En mi libroCalidad de la democracia y expansión de los derechos humanos (Miami, 2018), advierto sobre la paradoja del incremento de elecciones en el siglo XXI, que a la par vacían de modo proporcional los contenidos de la democracia. Agrego, además, a la inflación cuantitativa y cualitativa que ocurre en el conjunto de los derechos humanos conocidos al punto de vérselos como derechos al detal y a la diferencia, desnaturalizados – no son más todos para todos – mientras decrecen sus tutelas efectivas. Las violaciones de derechos se hacen sistemáticas, se las somete al debate y escrutinio de la conveniencia diplomática con mengua de la actuación de la Justicia.

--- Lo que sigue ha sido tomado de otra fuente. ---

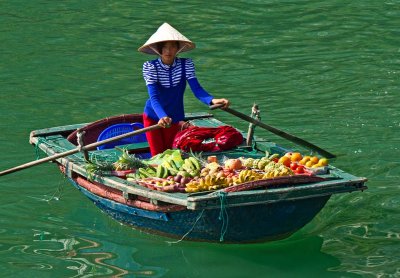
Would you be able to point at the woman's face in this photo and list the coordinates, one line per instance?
(168, 52)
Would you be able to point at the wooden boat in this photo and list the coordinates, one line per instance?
(267, 212)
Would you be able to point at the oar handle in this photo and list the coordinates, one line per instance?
(76, 150)
(216, 106)
(276, 131)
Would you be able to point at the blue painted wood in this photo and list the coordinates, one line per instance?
(243, 224)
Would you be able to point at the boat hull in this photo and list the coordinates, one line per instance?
(244, 224)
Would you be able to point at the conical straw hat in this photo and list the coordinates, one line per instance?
(166, 33)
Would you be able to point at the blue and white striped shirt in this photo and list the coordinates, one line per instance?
(166, 88)
(163, 75)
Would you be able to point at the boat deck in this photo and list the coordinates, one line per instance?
(54, 140)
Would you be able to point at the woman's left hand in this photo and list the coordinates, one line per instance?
(223, 101)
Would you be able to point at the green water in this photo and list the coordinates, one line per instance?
(326, 71)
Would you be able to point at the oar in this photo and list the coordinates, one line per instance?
(73, 151)
(276, 131)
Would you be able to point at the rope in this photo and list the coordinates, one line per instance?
(191, 229)
(223, 214)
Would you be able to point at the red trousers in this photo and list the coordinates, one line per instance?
(160, 139)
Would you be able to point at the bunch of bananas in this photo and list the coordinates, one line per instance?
(259, 163)
(127, 161)
(190, 168)
(273, 170)
(246, 176)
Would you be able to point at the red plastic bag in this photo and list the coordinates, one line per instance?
(209, 139)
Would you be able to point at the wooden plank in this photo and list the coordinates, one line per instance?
(56, 130)
(77, 165)
(267, 196)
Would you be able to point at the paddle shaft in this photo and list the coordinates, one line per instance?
(276, 131)
(73, 151)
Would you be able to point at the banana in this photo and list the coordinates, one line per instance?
(172, 171)
(165, 172)
(151, 171)
(174, 165)
(195, 162)
(272, 156)
(166, 164)
(143, 173)
(208, 180)
(189, 164)
(159, 171)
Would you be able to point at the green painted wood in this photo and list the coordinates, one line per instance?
(337, 181)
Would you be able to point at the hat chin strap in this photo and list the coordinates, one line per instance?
(182, 48)
(155, 50)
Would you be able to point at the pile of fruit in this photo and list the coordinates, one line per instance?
(170, 172)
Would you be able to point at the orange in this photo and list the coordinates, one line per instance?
(296, 157)
(304, 160)
(314, 159)
(309, 163)
(285, 161)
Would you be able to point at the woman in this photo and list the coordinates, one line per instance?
(165, 79)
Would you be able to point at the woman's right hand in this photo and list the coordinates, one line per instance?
(165, 122)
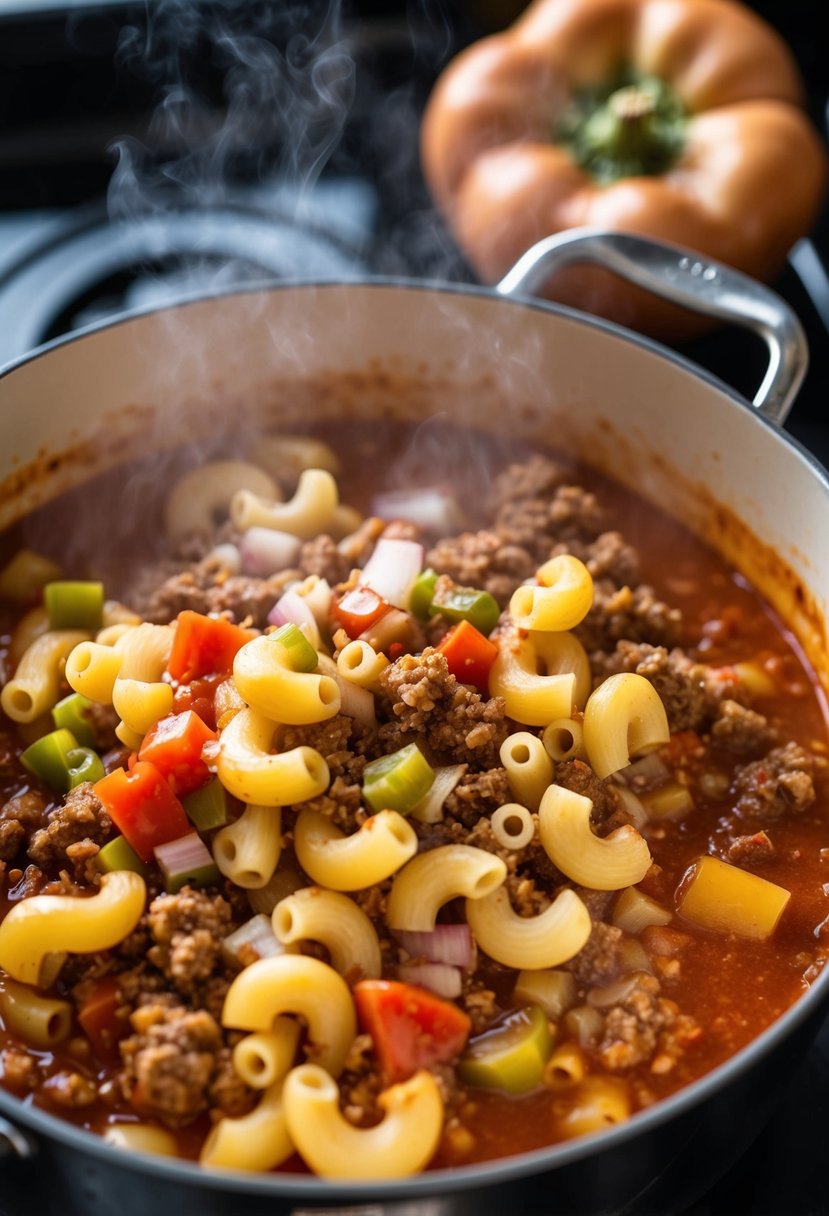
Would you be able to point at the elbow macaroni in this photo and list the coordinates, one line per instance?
(534, 943)
(603, 863)
(48, 923)
(433, 878)
(249, 771)
(399, 1146)
(337, 923)
(378, 849)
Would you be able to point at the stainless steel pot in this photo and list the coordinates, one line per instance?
(682, 439)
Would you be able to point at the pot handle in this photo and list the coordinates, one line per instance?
(687, 279)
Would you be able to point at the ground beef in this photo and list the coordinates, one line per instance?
(778, 784)
(20, 817)
(426, 699)
(599, 960)
(740, 730)
(321, 556)
(478, 794)
(750, 850)
(170, 1062)
(483, 559)
(187, 930)
(579, 777)
(80, 817)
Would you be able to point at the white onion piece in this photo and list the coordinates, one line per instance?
(445, 944)
(227, 556)
(430, 507)
(264, 551)
(293, 608)
(430, 808)
(393, 568)
(254, 939)
(439, 978)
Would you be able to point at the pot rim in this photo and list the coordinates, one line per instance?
(501, 1170)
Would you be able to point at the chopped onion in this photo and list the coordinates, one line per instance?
(255, 939)
(445, 944)
(439, 978)
(432, 507)
(430, 808)
(263, 551)
(393, 568)
(293, 608)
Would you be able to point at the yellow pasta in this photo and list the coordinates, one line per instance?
(46, 923)
(529, 767)
(254, 1142)
(513, 826)
(378, 849)
(249, 771)
(399, 1146)
(265, 679)
(560, 601)
(602, 863)
(37, 681)
(727, 899)
(264, 1057)
(624, 718)
(337, 923)
(309, 512)
(433, 878)
(360, 663)
(541, 677)
(37, 1019)
(548, 939)
(199, 495)
(248, 850)
(303, 986)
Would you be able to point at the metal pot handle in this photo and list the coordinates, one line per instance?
(687, 279)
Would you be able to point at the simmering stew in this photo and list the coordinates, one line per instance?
(366, 809)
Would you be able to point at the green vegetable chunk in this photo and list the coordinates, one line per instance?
(467, 603)
(84, 765)
(300, 653)
(118, 854)
(73, 714)
(207, 808)
(49, 758)
(74, 604)
(509, 1057)
(399, 781)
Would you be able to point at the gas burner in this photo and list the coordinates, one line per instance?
(84, 266)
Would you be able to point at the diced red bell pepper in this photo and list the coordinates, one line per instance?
(142, 806)
(469, 656)
(410, 1026)
(174, 744)
(359, 609)
(204, 646)
(97, 1015)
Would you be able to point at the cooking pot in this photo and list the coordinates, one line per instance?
(280, 355)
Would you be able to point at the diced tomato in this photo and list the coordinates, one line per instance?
(199, 696)
(410, 1026)
(204, 646)
(469, 656)
(99, 1018)
(174, 744)
(359, 609)
(142, 806)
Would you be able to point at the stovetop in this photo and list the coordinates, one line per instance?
(89, 226)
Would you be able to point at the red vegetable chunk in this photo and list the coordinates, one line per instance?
(411, 1028)
(174, 744)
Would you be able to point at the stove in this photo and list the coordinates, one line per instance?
(154, 148)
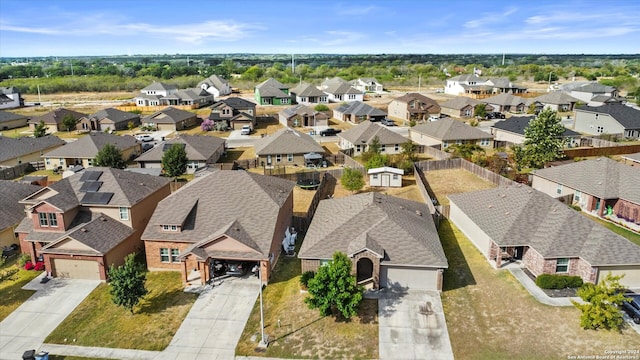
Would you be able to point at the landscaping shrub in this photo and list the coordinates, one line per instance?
(551, 281)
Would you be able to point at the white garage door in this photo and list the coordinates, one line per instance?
(77, 269)
(631, 277)
(412, 278)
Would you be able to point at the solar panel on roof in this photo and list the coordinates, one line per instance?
(98, 198)
(90, 186)
(91, 175)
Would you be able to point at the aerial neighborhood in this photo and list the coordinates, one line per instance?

Así también, mientras avanza el «quiebre epocal» y después de haberse sostenido la invalidez de las leyes de punto final que aseguraran el castigo de los criminales de lesa humanidad en Chile, Argentina y Uruguay, se ha pasado la página. Se habla ahora de «justicia transicional». Al crimen organizado y globalizado se le matiza y atenúa. Se arguye, por los sectores que se suman a la deconstrucción de ciudadanías culturales y la expansión ilimitada de neo identidades, que este es la consecuencia de deudas sociales insatisfechas. Cabe privilegiarlas en toda negociación, afirman y Venezuela vuelve a ser el ejemplo.
En suma, la inadecuada ubicuidad dentro del contexto señalado o la incapacidad para su comprensión impide que asimilemos lo que con aguda presciencia observa, antes de la caída del comunismo, un maestro argentino del Derecho y las relaciones internacionales, Juan Carlos Puig: “Hay quienes dicen – y con razón – que la crisis que vive la Humanidad no es simplemente el anuncio de una nueva época histórica. Toda una era en la evolución geo-bio-morfológica terráquea está llegando a su final: la del laboreo de los metales comenzada hace más o menos veinte mil años en el cuaternario”.